Wo Recht Unrecht wird, wird Widerstand zur Pflicht – aber was ist Recht?

von Max Molden

Demonstrationen und Proteste sind Vehikel, um Wandel herbeizuführen. Wer auf die Straße geht, der möchte etwas verändern. Ganz gleich ob französische Revolutionäre in 1789, Martin Luther King und die US-amerikanische Bürgerrechtsbewegung in den 1950ern und 1960ern oder, ob es einem gefällt oder nicht, die Querdenker dieser Tage in Stuttgart, Berlin oder Leipzig. Die Frage ist bloß, ob der geforderte Wandel das Recht stärkt oder Unrecht befeuert.

Wo Recht Unrecht wird, wird Widerstand zur Pflicht – das soll unter anderem Bertolt Brecht gesagt haben. Es ist ein Zitat, das viele grundlegende Ideen einfängt. So beinhaltet es die Überzeugung, dass es Recht, aber auch Unrecht gibt – die Ablehnung eines Relativismus oder vielleicht Nihilismus. Menschen können Gutes, aber auch Böses tun. Und wir können unterscheiden und erkennen, was recht und billig ist und was nicht. In dem Zitat steckt aber auch, dass die Bürger eine Pflicht haben. Sie sind dem Recht verpflichtet. Wenn es dem Unrecht weicht, dann haben sie Widerstand zu leisten, für Wandel zu kämpfen.

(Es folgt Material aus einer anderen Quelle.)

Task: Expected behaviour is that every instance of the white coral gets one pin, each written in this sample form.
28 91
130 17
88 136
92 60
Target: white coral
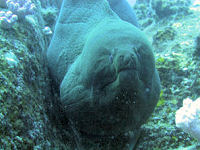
188 117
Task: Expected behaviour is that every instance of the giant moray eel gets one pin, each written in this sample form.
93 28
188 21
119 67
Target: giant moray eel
105 68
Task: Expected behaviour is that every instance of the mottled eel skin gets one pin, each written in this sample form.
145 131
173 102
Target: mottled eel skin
105 68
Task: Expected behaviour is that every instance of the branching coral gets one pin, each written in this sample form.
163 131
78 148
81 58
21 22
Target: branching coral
188 117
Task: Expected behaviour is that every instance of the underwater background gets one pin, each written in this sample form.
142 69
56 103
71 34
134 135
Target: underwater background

Die Idee eines Rechts auf Widerstand ist enthalten im deutschen Grundgesetz. Man findet sie aber auch in der amerikanischen Unabhängigkeitserklärung, wo dem Volke das Recht zugesprochen wird, eine Regierung, die ihre Rechte missachtet, durch eine neue zu ersetzen.

Das Recht auf Widerstand und Veränderung, wenn Unrecht herrscht, entspricht der Kernidee des modernen Staates: er ist ein Staat der Bürger für die Bürger. Wieso sollten die Bürger dann nicht das Recht besitzen, eben jenen Staat abzusägen, wenn er ihnen nicht mehr gefällt?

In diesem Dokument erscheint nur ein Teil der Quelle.